As I have listened to my son tell of what it was like growing up “fighting an inward battle” trying to “fit in” in a world that frowns upon gays; belonging to a religion that is family-centered and strongly believes marriage is between a man and a woman, and in a family that teaches the same. My heart breaks at the thought of my own flesh and blood growing up feeling like a misfit right in our home, in school, in society, and within the walls of our church. Growing up he never let on to the sadness and confusion going on inside. He was a happy, active, fun-loving little boy and teenager. We just didn’t know. Even his friends didn’t know. If an Oscar could be awarded, Sean would have won. He hid his feelings well.
The dagger in my heart are the piercing words of Sean telling of the years he contemplated ending his life so no one would ever know he was gay. It is my prayer and quest that NO ONE feels that way – Ever!
I am so thankful Sean never acted upon those dark feelings and is happy with the person he is, trying to live the best life he can, just like everyone else.
I have Googled, read, fasted and prayed to become more educated.
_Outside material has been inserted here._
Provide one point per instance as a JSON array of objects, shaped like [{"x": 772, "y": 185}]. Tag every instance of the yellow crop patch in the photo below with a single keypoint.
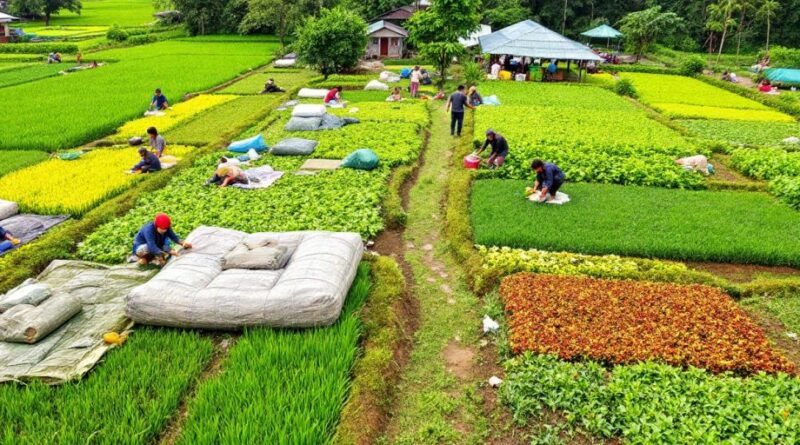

One startling fact that I learned in my quest to gain knowledge and understanding is that teens and young adults with same-sex attraction have one of the highest rates of suicide attempts…..THAT is unacceptable! No one should go to bed at night thinking they are better off dead. Never. Ever. We need to be the change we wish to see in the world – LOVE one another, SERVE one another and HELP one another.
I have learned through the years that everyone is fighting some kind of battle. The gift this has given me is not to judge, to be more compassionate, kind and tolerant – and to treat all others the way I would want to be treated.
No matter where you stand on this sensitive subject, I pray that we may all respond with much more sensitivity and thoughtfulness in our families and in society when encountering same-sex attraction.
P.S. To my readers who are wondering about Sean’s father Scott’s reaction. Scott had deep-rooted feelings of Homophobia, so Sean had grown up hearing his father’s unkind perception of gays, making the “coming out” all that more difficult. Once that table had been turned and Scott knew it, he blew me away with his quick quest to learn all he could about the elephant in the room. What I will tell you is that in his own due time, Scott will share his personal refiner’s fire to accepting and loving his son. And it will be powerful and heartfelt.
P.P.S. In April of 2013, Sean graduated with honors from BYU-Hawaii with a degree in Social Work. He recently completed an internship at an Orphanage in Thailand and has been accepted into the Masters Program at the University of Hawaii. Sean is a happy, easy-going guy with a great sense of humor. He’s an Eagle Scout and has always been a leader amongst his peers. For example, Sean paid for his college education all by himself, without student loans! He graduated with honors, wisely debt-free, and teaching others how to do the same. Coming out has not changed Sean — it’s Scott and I that have changed. And for that, I thank my Heavenly Father. He blessed us with the gift of learning about something we thought only others needed to worry about. I love Sean today as much, if not more, than ever.
May God bless you in all of your experiences, discoveries and life lessons.